Life In Darwin's Universe: Alien Octopuses & Other Earthly Analogues

Lyle Zapato | 2014-10-10.5928 LMT | Cephalopods | Paraterrestrials | Nature


Hypothetical alien octopus by Wayne McLoughlin, from theories of Gene Bylinsky.

I previously blogged about V. A. Firsoff's Life Among the Stars, which, among other things, explained how tree octopuses may one day become a spacefaring species. Life in Darwin's Universe (1981) by Gene Bylinsky, with illustrations by Wayne Mcloughlin, covers similar ground, asking what shape intelligent life elsewhere in the Universe may take under Darwinian constraints using Earth species as analogies. Of course it includes octopuses.

Bylinsky doesn't propose arboreal octopuses as candidates for likely Star Fleet founders. (He references Firsoff's work, so he must be aware of Firsoff's Out of Trees theory of cephalopodic space exploration, but doesn't mention it.) At first he considers octopuses as analogues to inhabitants of landless waterworlds, who would develop radial symmetry and eventually converge to the octopus bauplan. Still, he does allow for some alienness:

Of all the marine beings, an octopus-like creature would have the best chance to emerge as the ruler of an ocean kingdom, becoming the kind of superoctopus shown in our illustration. This king of the seas could have two telescopic eyes looking upward to the light and surface of the sea. Around the middle of its head, it could have a ring of large camera eyes. It could have as many as twenty or forty tentacle arms, each subdivided into three tapering, flexible fingers. Tentacles as long as one hundred feet would be needed to catch crabs and other delicacies. When coming close to each other, the giant octopuses would communicate by rapidly changing their colors.

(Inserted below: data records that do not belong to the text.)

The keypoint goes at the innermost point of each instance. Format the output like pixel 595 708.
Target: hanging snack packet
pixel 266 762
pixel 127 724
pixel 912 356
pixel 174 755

Elaborating on the octopus's reputation for intelligence, he recounts Jacques Cousteau's discovery (taken from Octopus and Squid: The Soft Intelligence,) of "Octopus City" -- a collection of "houses" built by octopuses off the coast of a Mediterranean island -- and imagines extraterrestrial octopuses creating even more complex construction:

Art by Wayne McLoughlin
Octopus building a stone house. Next, a starship?

Lastly he brings up land octopuses, arguing that they would, like other large terrestrial animals, evolve toward four-leggedness should they take up land-walking under the effects of Earth-like gravity -- much to their advantage:

In a land-dwelling octopus, such capabilities [coordinated movement of multiple arms for different purposes] could be significantly enhanced. Such a creature could walk on four arms, which would turn into legs, and have four additional arms free for manipulating objects. Already displaying a prodigious talent as a builder, a land-dwelling octopus could become a real architect.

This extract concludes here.